Atak nożownika na Rondzie Rataje: policja szuka świadków
Szczególnie poszukiwany jest młody mężczyzna, który pomógł zaatakowanemu człowiekowi.
O ataku nożownika na przejściu dla pieszych przy Rondzie Rataje pisaliśmy już w kwietniu. Konkretnie 21 kwietnia około 9.20 mężczyzna zaatakował przypadkowego człowieka nożem. Ranny trafił do szpitala, a napastnik został szybko zatrzymany przez policję. Już w kwietniu policjanci wyjaśniali, że rannych może być więcej i mogą oni zgłaszać się do policjantów.
Dziś funkcjonariusze wracają do tej sprawy. Jak wskazują, w obronie zaatakowanego 51-latka stanął inny mężczyzna. - Pomiędzy nim, a sprawcą doszło do szarpaniny. Po kilkunastu sekundach napastnik oddalił się z miejsca zdarzenia w kierunku przystanku tramwajowego, a po krótkim czasie został zatrzymany przez policjantów. Funkcjonariusze z Wydziału Dochodzeniowo - Śledczego Komendy Miejskiej Policji w Poznaniu w dalszym ciągu prowadzą czynności zmierzające do ustalenia wszystkich okoliczności tego przestępstwa - wyjaśnia Marta Mróz z poznańskiej policji.

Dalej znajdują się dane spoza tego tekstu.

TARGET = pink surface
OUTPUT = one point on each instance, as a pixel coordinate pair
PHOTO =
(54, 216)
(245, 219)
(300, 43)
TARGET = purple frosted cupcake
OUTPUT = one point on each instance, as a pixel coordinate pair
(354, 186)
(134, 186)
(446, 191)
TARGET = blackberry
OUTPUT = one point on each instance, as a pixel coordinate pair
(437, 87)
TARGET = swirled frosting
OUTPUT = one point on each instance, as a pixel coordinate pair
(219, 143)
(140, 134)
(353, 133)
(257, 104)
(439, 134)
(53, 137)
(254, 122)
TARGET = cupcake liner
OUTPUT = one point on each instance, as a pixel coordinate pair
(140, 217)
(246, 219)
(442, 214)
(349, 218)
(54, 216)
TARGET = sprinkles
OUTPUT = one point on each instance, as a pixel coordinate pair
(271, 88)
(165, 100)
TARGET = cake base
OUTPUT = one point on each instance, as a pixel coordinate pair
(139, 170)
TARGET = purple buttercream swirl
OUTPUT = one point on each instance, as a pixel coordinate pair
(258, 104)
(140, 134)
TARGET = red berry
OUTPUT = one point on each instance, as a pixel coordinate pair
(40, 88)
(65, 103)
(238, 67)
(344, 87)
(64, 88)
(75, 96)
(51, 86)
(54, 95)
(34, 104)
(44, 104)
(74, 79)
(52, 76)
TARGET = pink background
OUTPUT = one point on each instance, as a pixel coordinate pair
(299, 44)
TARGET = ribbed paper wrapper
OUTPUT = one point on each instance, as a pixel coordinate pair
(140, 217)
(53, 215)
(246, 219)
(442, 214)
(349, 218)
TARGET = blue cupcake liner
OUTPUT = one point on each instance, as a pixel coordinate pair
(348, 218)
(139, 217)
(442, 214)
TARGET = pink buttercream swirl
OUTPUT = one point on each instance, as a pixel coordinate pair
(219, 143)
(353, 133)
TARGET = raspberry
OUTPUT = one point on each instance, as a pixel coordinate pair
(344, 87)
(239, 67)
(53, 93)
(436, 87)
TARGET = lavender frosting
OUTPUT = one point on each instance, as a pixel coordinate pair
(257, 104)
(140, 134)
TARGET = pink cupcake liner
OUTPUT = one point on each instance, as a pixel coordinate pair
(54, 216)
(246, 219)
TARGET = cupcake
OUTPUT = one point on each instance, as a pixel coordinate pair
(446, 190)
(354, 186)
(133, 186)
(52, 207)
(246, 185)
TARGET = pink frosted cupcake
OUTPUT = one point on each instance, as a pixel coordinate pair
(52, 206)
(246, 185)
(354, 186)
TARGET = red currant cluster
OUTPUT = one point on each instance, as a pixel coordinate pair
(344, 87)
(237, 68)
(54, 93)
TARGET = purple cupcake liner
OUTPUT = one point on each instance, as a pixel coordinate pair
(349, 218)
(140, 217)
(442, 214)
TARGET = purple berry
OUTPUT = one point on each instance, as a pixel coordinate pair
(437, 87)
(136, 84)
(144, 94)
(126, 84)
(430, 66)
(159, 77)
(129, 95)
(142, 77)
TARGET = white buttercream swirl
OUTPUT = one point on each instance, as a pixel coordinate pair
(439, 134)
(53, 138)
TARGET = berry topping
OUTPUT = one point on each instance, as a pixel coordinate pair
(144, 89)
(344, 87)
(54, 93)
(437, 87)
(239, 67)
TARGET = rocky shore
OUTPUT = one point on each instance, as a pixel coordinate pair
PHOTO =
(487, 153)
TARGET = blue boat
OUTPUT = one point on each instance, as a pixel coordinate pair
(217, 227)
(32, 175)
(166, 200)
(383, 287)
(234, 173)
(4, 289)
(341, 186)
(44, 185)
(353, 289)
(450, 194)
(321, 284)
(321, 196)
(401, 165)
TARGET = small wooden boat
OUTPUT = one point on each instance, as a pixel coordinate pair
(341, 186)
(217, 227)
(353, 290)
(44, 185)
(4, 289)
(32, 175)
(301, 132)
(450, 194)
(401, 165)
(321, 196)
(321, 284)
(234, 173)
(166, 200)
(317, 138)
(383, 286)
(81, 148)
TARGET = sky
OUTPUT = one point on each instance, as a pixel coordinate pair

Policjanci proszą o kontakt wszystkie osoby, które były świadkami tego zdarzenia. - A szczególnie młodego mężczyznę, który udzielił bezpośredniej pomocy pokrzywdzonemu. Niewykluczone, że sam również mógł zostać ranny. Prokurator nadzorujący postępowanie podjął decyzję o publikacji jego wizerunku ze względu na to, że może on mieć informacje mające istotne znaczenie dla sprawy. Mężczyzna ma około 30 lat, 175 cm wzrostu, jest szczupłej budowy ciała i ma ciemne włosy. W dniu zdarzenia ubrany był w ciemną kurtkę z kapturem, czarne spodnie, ciemne buty sportowe z białą podeszwą, a na plecach miał założony plecak - dodaje.
Z policjantami można się kontaktować pod numerami 47 77 150 89, 47 77 130 90 lub 47 77 156 13 - czynny całą dobę.
Przypomnijmy, że 21-letni nożownik, poznaniak, usłyszał zarzut usiłowania zabójstwa. Do poszkodowanego mężczyzny miał wykrzykiwać żądania wydania jakiejś aplikacji. Trafił do aresztu. Grozi mu nawet dożywocie.